But there's bitter irony in the fact that Dr. Jack writes this as he contemplates whether expanded admissions to private high schools is worth considering as a solution: “The use of federal dollars to place students in private schools, instead of improving public education, further disenfranchises public schools, removes funds from districts and schools that are already financially strapped, and sidesteps the problems plaguing the education system.” How does he address this issue, yet not spend a single moment talking about this same structural dynamic within higher education?
Harvard, for example (ahem), has a freshman retention rate of 99% and a 6-year graduation rate of 96%. Students from the bottom 20% of the income distribution have a 58% of rising to the top 20%. Money is not everything. Going to these schools can come with significant social and emotional costs, and I do not want to be dismissive of that.
But this book takes our system of higher education as a given and casts making the most elite institutions more welcoming to low-income students as something urgent to address. Yet both the history and the present of these colleges and universities suggest that they exist to reproduce inequality, in particular class and wealth inequality, and that the students who attend them can already expect significantly better outcomes than their peers.

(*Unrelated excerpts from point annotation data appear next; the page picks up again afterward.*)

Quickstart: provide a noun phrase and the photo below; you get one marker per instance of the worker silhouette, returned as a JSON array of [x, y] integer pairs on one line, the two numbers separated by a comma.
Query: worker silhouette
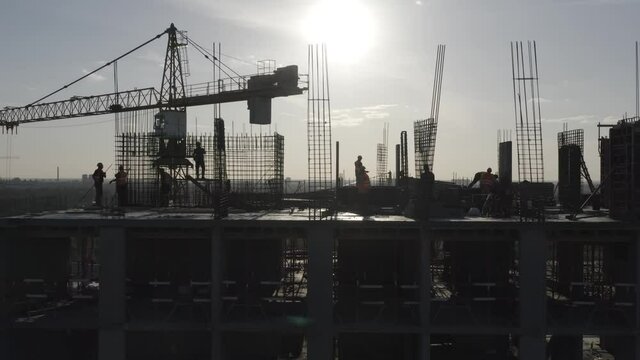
[[198, 157], [363, 185], [121, 186], [487, 181], [166, 184], [98, 178]]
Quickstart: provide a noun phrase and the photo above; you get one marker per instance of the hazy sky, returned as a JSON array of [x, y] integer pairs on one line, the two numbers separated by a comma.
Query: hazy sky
[[381, 64]]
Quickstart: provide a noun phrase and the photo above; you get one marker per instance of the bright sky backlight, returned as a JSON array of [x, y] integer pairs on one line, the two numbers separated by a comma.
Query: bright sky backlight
[[346, 26]]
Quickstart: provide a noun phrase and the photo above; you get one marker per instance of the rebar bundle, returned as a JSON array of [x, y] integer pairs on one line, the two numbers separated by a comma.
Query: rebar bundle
[[424, 132], [319, 134], [526, 99], [255, 168]]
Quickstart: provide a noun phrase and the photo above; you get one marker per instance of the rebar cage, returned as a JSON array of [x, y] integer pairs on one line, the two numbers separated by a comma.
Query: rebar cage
[[424, 132]]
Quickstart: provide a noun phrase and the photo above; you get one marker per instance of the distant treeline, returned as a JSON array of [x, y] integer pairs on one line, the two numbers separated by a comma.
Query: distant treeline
[[33, 196]]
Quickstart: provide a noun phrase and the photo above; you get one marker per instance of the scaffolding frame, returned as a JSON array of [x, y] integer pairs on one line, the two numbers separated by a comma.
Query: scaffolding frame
[[255, 169], [140, 150]]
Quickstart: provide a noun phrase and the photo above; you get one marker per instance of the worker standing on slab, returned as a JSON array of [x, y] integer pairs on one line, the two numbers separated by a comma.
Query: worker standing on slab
[[487, 181], [362, 185], [98, 179], [121, 185], [198, 157], [166, 184]]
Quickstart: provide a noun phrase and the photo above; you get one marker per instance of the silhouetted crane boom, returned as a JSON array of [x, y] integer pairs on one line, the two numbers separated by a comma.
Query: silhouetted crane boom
[[139, 99], [257, 90]]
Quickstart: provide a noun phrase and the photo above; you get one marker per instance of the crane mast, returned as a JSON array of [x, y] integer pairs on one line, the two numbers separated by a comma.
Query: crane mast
[[173, 94]]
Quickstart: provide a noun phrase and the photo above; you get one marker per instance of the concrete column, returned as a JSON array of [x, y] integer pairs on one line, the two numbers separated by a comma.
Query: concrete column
[[216, 295], [533, 320], [425, 293], [320, 237], [112, 307]]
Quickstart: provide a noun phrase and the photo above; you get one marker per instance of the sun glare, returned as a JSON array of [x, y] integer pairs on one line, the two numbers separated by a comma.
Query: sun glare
[[346, 26]]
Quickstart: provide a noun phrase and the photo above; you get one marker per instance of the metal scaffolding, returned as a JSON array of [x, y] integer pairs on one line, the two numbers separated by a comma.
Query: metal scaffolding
[[143, 153], [526, 99], [255, 168]]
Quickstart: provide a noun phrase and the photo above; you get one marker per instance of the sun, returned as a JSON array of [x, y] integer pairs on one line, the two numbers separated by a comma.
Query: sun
[[346, 26]]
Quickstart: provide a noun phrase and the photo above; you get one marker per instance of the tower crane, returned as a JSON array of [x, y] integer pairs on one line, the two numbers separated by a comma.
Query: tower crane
[[171, 101], [257, 90]]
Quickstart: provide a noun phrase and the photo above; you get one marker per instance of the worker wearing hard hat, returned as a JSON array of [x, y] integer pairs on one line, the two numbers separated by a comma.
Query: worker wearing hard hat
[[487, 181], [98, 178]]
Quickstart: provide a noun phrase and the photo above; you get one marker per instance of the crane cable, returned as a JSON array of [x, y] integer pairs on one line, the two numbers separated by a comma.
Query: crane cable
[[100, 68], [209, 56]]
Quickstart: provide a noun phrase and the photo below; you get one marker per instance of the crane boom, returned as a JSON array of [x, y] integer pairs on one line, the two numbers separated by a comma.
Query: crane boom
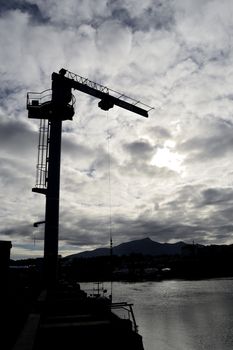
[[107, 100], [57, 105]]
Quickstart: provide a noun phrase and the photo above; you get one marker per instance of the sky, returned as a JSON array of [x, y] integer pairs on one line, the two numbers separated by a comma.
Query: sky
[[168, 177]]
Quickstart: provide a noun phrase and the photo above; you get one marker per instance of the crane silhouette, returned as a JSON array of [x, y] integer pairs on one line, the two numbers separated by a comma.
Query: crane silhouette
[[53, 107]]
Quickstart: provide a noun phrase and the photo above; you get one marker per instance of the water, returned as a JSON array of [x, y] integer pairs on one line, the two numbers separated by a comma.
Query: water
[[181, 315]]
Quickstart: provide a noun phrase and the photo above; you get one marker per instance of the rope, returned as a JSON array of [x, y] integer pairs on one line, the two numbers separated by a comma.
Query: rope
[[110, 200]]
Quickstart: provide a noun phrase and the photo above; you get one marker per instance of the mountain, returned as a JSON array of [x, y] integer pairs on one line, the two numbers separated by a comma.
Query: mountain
[[142, 246]]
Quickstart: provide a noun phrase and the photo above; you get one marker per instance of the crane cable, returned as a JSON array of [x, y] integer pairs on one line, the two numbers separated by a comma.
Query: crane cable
[[109, 201]]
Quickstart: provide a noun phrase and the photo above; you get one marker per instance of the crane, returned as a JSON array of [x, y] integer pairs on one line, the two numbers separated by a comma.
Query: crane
[[52, 107]]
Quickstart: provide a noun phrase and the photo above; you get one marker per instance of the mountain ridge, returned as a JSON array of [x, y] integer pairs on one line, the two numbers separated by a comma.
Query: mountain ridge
[[145, 246]]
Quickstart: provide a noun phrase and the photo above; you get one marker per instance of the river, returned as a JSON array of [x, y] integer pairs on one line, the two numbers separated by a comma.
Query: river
[[180, 315]]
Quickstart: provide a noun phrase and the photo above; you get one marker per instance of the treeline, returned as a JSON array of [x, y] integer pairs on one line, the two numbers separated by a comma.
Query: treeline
[[194, 262]]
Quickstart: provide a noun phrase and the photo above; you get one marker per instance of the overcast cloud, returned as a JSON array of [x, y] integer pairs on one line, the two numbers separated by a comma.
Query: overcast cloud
[[171, 175]]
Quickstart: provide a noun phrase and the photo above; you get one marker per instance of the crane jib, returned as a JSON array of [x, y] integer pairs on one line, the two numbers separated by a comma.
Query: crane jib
[[107, 100]]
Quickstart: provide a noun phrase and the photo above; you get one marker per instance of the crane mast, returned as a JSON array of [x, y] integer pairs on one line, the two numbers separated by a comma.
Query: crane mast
[[52, 107]]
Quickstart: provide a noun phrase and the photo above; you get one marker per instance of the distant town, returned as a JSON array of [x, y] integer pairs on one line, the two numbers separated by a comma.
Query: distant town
[[139, 260]]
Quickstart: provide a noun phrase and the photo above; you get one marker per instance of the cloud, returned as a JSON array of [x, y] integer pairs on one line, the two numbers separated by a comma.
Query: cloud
[[173, 55]]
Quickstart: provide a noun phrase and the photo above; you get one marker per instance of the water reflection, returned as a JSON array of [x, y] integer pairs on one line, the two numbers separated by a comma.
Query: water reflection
[[182, 315]]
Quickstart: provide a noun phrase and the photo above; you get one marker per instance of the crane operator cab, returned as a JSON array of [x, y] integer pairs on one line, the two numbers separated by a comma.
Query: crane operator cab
[[56, 103]]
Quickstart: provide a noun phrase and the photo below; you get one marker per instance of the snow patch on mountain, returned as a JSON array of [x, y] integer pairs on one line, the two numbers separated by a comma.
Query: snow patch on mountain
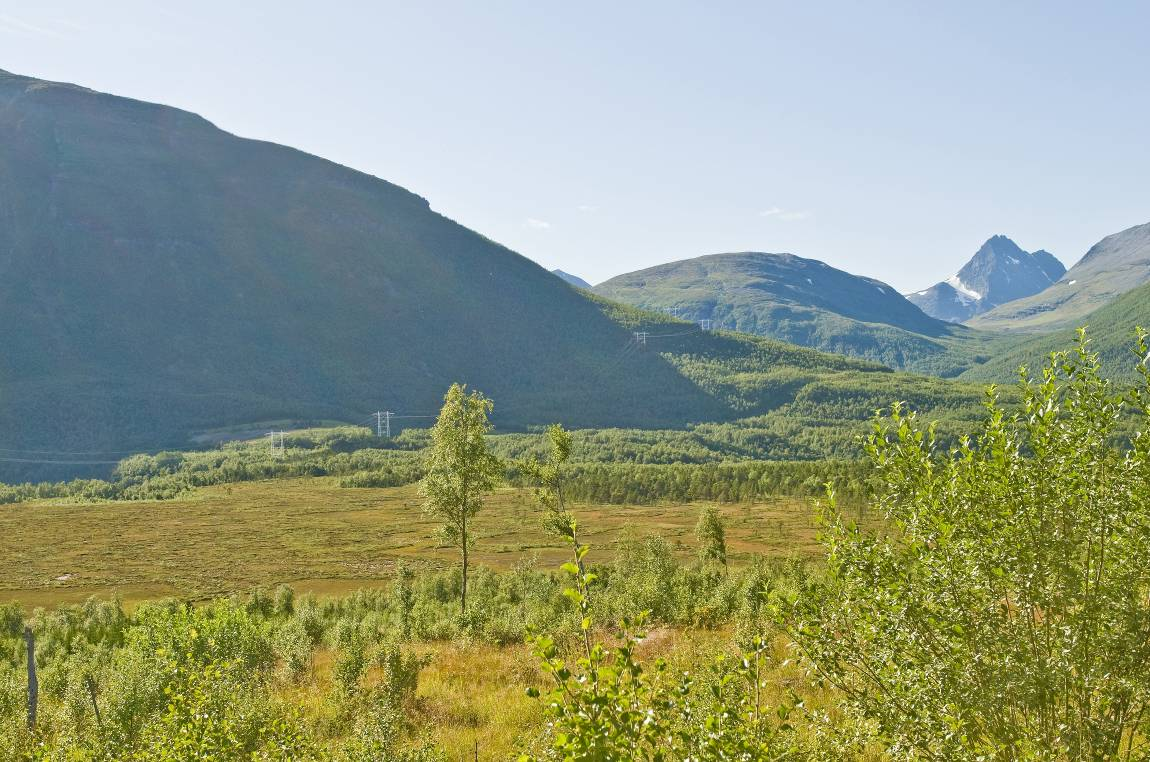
[[965, 294]]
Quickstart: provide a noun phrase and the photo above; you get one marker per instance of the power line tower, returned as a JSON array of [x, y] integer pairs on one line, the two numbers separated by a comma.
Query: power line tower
[[383, 423], [276, 444]]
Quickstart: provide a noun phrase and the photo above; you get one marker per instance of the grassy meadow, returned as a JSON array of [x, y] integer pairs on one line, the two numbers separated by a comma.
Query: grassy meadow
[[320, 537]]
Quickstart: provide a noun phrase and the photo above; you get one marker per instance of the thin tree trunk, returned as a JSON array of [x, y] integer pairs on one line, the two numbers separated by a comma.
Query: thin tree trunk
[[33, 685], [464, 597]]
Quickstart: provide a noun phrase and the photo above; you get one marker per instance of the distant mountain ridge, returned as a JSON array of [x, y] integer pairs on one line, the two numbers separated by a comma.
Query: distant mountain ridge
[[1116, 264], [794, 299], [1110, 330], [999, 271]]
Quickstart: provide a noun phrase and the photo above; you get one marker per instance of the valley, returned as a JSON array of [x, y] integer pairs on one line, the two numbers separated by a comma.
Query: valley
[[294, 466]]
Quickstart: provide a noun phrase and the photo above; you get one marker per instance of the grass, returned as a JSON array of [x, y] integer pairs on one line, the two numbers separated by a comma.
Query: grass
[[321, 538]]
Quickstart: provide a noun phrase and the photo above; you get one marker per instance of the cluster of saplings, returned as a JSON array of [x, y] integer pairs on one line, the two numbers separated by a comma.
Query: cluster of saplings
[[1002, 613]]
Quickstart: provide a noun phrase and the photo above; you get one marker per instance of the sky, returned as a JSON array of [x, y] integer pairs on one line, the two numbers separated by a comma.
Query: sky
[[888, 139]]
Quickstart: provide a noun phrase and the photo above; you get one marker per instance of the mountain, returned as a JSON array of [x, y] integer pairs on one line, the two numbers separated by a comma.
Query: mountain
[[998, 272], [1111, 332], [1112, 267], [160, 277], [574, 279], [798, 300]]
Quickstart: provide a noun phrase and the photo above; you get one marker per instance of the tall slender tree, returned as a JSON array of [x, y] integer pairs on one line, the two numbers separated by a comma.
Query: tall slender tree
[[461, 470]]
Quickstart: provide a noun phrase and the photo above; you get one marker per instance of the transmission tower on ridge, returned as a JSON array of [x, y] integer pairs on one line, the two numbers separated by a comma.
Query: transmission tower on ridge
[[276, 444], [383, 423]]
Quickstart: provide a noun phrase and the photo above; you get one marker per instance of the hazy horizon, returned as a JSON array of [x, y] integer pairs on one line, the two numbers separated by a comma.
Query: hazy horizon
[[891, 146]]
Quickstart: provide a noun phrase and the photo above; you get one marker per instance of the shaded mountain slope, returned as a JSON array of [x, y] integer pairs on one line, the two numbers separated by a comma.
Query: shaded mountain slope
[[159, 276], [574, 279]]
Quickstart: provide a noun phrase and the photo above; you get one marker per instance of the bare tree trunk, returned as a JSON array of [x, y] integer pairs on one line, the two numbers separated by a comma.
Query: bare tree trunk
[[33, 685], [90, 682], [464, 598]]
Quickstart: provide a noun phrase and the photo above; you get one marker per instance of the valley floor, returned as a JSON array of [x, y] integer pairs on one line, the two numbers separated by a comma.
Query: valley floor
[[322, 538]]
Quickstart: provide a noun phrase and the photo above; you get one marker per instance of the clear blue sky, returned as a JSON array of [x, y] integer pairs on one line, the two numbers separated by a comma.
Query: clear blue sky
[[886, 138]]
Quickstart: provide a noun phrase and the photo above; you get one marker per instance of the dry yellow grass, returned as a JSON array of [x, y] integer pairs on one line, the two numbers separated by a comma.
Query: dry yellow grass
[[319, 537]]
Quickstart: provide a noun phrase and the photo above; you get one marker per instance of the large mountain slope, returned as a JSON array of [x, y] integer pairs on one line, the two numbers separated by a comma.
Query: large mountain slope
[[574, 279], [1112, 267], [159, 276], [798, 300], [998, 272]]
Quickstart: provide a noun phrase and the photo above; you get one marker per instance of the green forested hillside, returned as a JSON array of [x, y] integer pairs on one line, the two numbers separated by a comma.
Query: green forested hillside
[[805, 302], [1111, 332], [1112, 267], [161, 277]]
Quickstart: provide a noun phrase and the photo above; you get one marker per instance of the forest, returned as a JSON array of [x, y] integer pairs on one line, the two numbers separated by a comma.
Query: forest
[[991, 603]]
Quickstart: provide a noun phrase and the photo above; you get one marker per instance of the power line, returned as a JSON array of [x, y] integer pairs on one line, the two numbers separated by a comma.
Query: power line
[[44, 462], [383, 423]]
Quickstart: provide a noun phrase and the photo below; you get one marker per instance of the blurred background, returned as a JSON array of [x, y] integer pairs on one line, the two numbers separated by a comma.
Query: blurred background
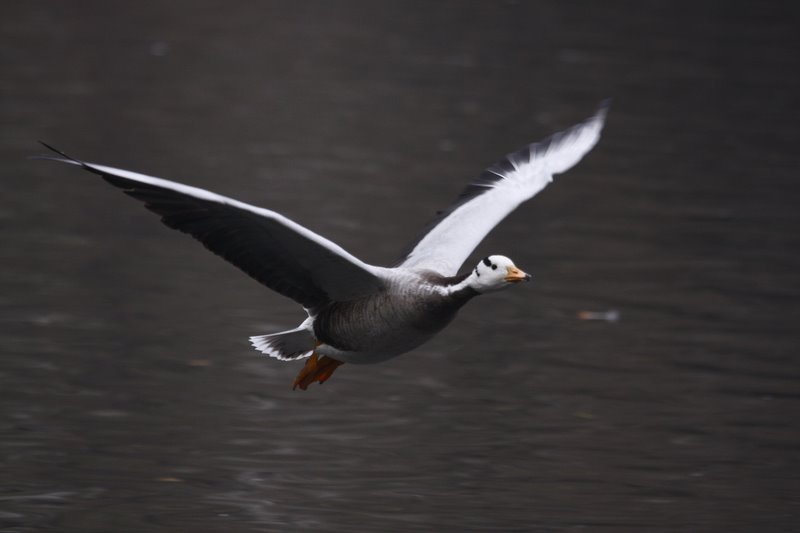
[[130, 399]]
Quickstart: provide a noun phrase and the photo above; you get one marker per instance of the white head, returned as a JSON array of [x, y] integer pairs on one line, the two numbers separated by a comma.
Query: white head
[[494, 273]]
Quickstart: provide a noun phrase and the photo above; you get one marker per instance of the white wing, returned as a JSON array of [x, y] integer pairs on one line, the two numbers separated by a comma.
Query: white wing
[[281, 254], [458, 230]]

The book succeeds in being an interesting window into the experiences of students who are experiencing the culture shock of elite education. It has some good ideas to take away if you are an administrator at one of these top schools, which is probably why I was exposed to it in the first place (and why the school where I worked paid him an extremely hefty speaker's fee to come for a day). But it takes certain ideas about the structure of higher education and the desirability or possibility of making these institutions welcoming to low-income students as a given.